Разумеется, что такая монархия по своему социальному устройству была бы уже не той, что прежде. Следовало отменить необоснованные сословные привилегии, оставив лишь те, которые даруются за службу, обуздать алчные аппетиты буржуазии, а может быть и провести национализацию, открыть всем равный доступ к образованию и государственной карьере - то есть сделать то, что сделала впоследствии советская власть, ибо подобные изменения давно требовались жизнью. Для них вовсе не нужно было разрешать антигосударственные партии, созывать парламент и т.п. Требовавших подобное следовало подавлять в зародыше, и ресурс для такого подавления заключался в демократическом по составу, но не по целям, национальном черносотенном движении.

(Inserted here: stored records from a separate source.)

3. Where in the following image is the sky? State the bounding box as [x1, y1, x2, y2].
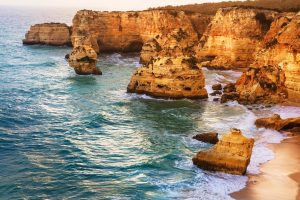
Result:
[0, 0, 227, 10]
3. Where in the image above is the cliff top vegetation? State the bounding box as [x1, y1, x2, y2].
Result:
[149, 0, 300, 15]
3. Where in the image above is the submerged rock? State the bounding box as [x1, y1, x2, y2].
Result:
[193, 129, 254, 175]
[255, 114, 300, 132]
[193, 132, 219, 144]
[23, 23, 71, 46]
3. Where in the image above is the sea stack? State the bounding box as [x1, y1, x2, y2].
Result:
[127, 28, 208, 99]
[193, 129, 254, 175]
[23, 23, 71, 46]
[197, 7, 276, 69]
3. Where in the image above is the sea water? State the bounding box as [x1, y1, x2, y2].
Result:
[0, 7, 300, 200]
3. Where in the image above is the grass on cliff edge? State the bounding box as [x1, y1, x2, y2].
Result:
[149, 0, 300, 15]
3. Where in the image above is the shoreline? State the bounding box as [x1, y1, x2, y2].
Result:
[230, 133, 300, 200]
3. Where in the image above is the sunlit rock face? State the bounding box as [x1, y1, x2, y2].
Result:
[68, 34, 102, 75]
[140, 27, 198, 64]
[69, 10, 210, 76]
[127, 56, 207, 98]
[72, 10, 210, 53]
[197, 7, 276, 69]
[193, 129, 254, 175]
[23, 23, 71, 46]
[127, 23, 207, 99]
[255, 114, 300, 133]
[236, 13, 300, 103]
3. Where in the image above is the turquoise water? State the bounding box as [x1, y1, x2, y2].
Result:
[0, 7, 300, 199]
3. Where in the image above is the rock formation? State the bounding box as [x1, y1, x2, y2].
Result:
[23, 23, 71, 46]
[197, 7, 276, 69]
[226, 12, 300, 104]
[193, 129, 254, 175]
[193, 132, 219, 144]
[127, 24, 208, 99]
[69, 10, 210, 76]
[255, 114, 300, 132]
[127, 56, 207, 99]
[68, 30, 102, 75]
[72, 10, 210, 53]
[236, 65, 287, 104]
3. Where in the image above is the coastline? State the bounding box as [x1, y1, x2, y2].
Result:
[230, 133, 300, 200]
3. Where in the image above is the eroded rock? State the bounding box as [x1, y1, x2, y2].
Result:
[23, 23, 71, 46]
[255, 114, 300, 132]
[127, 56, 208, 99]
[193, 132, 219, 144]
[193, 129, 254, 175]
[197, 7, 277, 69]
[212, 83, 222, 90]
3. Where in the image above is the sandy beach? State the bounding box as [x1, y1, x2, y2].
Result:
[231, 133, 300, 200]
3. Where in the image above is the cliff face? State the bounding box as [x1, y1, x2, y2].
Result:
[236, 13, 300, 102]
[23, 23, 71, 46]
[127, 28, 207, 98]
[69, 10, 210, 78]
[197, 7, 276, 69]
[72, 10, 209, 53]
[193, 129, 254, 175]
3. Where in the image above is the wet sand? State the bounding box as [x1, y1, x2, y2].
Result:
[231, 133, 300, 200]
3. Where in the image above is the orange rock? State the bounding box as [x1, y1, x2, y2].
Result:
[255, 114, 300, 132]
[193, 129, 254, 175]
[197, 7, 276, 69]
[23, 23, 71, 46]
[127, 56, 208, 99]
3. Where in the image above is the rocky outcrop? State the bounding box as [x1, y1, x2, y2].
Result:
[140, 27, 198, 64]
[68, 33, 102, 75]
[197, 7, 276, 69]
[193, 129, 254, 175]
[231, 13, 300, 103]
[193, 132, 219, 144]
[127, 56, 207, 99]
[72, 10, 210, 53]
[23, 23, 71, 46]
[69, 10, 210, 75]
[236, 65, 287, 104]
[255, 114, 300, 133]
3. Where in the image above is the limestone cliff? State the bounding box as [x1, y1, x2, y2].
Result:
[23, 23, 71, 46]
[72, 10, 210, 53]
[197, 7, 276, 69]
[127, 26, 207, 98]
[236, 13, 300, 103]
[127, 56, 207, 98]
[69, 10, 210, 77]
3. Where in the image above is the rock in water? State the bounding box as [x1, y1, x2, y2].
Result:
[193, 129, 254, 175]
[193, 132, 219, 144]
[255, 114, 300, 132]
[23, 23, 71, 46]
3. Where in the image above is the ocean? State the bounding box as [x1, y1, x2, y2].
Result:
[0, 7, 300, 200]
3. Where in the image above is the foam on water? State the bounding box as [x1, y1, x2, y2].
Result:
[0, 7, 300, 200]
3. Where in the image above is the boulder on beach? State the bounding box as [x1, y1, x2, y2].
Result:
[255, 114, 300, 132]
[193, 132, 219, 144]
[193, 129, 254, 175]
[211, 83, 222, 90]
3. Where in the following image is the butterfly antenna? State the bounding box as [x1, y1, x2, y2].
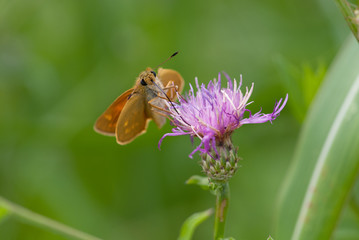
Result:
[155, 51, 178, 69]
[152, 80, 190, 126]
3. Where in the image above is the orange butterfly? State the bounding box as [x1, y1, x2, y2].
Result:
[94, 67, 184, 145]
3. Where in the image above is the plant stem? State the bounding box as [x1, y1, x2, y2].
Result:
[0, 196, 100, 240]
[214, 182, 229, 240]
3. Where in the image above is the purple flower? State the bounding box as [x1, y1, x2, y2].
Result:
[158, 74, 288, 159]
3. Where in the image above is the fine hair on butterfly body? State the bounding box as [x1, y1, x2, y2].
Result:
[94, 66, 184, 145]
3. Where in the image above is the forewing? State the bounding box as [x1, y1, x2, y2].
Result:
[94, 88, 133, 136]
[116, 94, 150, 145]
[158, 68, 184, 101]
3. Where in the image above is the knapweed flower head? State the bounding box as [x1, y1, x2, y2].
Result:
[159, 74, 288, 182]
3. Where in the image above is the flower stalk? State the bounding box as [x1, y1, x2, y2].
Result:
[214, 182, 229, 240]
[0, 197, 100, 240]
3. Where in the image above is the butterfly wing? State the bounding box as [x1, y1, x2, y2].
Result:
[94, 88, 133, 136]
[116, 94, 150, 145]
[158, 68, 184, 101]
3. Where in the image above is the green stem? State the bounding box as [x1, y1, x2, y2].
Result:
[0, 196, 100, 240]
[335, 0, 359, 41]
[214, 182, 229, 240]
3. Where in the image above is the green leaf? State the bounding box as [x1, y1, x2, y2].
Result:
[178, 209, 213, 240]
[277, 35, 359, 240]
[0, 199, 10, 223]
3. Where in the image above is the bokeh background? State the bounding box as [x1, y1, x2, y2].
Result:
[0, 0, 349, 240]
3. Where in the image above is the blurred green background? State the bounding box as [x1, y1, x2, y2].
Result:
[0, 0, 349, 240]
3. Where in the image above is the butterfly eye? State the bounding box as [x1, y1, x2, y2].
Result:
[141, 79, 147, 86]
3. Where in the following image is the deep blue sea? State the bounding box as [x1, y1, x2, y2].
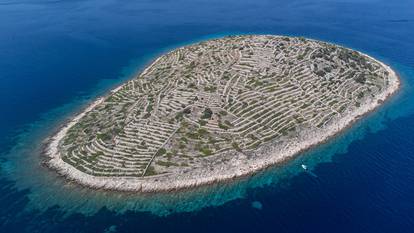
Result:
[0, 0, 414, 233]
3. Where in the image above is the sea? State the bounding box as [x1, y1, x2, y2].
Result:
[0, 0, 414, 233]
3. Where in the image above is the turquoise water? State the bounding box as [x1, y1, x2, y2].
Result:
[0, 0, 414, 232]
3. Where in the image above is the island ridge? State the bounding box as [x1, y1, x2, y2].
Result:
[45, 35, 400, 192]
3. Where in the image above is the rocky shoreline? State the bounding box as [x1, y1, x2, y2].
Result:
[45, 42, 400, 193]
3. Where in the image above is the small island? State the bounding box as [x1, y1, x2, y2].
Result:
[45, 35, 400, 192]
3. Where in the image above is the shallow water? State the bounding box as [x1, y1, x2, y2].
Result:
[0, 0, 414, 233]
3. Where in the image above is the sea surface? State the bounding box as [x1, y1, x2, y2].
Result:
[0, 0, 414, 233]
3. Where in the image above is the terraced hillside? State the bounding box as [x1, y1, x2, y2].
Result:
[58, 36, 390, 177]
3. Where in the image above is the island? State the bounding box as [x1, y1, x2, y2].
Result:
[45, 35, 400, 192]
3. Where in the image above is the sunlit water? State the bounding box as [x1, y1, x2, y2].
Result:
[0, 0, 414, 233]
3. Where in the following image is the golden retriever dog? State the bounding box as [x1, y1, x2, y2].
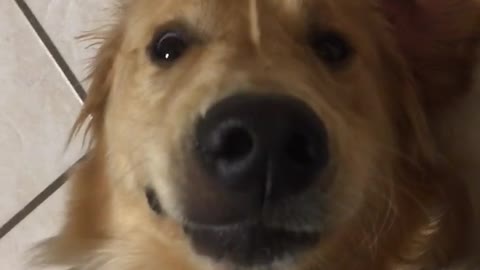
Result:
[39, 0, 480, 270]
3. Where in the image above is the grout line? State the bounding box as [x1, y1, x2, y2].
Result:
[0, 171, 68, 239]
[15, 0, 87, 101]
[0, 0, 87, 239]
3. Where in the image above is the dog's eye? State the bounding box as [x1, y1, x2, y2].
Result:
[310, 32, 353, 66]
[150, 31, 189, 63]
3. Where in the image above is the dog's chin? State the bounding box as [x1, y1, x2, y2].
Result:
[184, 223, 319, 269]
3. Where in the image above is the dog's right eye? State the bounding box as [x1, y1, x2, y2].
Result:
[150, 31, 189, 63]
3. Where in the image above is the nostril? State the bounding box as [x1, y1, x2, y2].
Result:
[212, 126, 254, 164]
[285, 132, 318, 166]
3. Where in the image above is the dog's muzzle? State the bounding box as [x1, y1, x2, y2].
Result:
[182, 94, 329, 265]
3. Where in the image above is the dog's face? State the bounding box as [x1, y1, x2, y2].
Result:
[43, 0, 478, 269]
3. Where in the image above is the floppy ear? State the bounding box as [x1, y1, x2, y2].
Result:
[380, 0, 480, 109]
[71, 24, 123, 144]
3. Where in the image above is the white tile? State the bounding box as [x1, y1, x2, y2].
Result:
[25, 0, 118, 86]
[0, 187, 67, 270]
[0, 0, 84, 225]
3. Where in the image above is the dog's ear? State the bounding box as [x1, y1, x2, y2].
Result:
[71, 24, 123, 144]
[380, 0, 480, 106]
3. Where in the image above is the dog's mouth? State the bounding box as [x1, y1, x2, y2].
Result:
[145, 188, 320, 267]
[184, 222, 319, 267]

Только самодержавие могло провести назревшие изменения без потрясений, без разрушения русского национального сознания и русской духовности, не разрывая ткань органического развития России. Короче, исторический шанс России заключался в превращении из сословно-авторитарной монархии в монархию всесословно-тоталитарную.
Но столетие назад никто не мог предугадать, какие социальные и политические формы "выбродят" в России через несколько десятков лет. Торжество "общечеловеческих ценностей" казалось близким, всеобщим и долгим не только либералам. Нужно было поистине сверхчеловеческое предвидение, чтобы верно усмотреть единственно спасительную гавань для русского государственного корабля, и сверхчеловеческое напряжение всей воли (не только одного главы государства), чтобы его туда привести.
Ярослав Александрович Бутаков, кандидат исторических наук, сотрудник "Агентства политических новостей"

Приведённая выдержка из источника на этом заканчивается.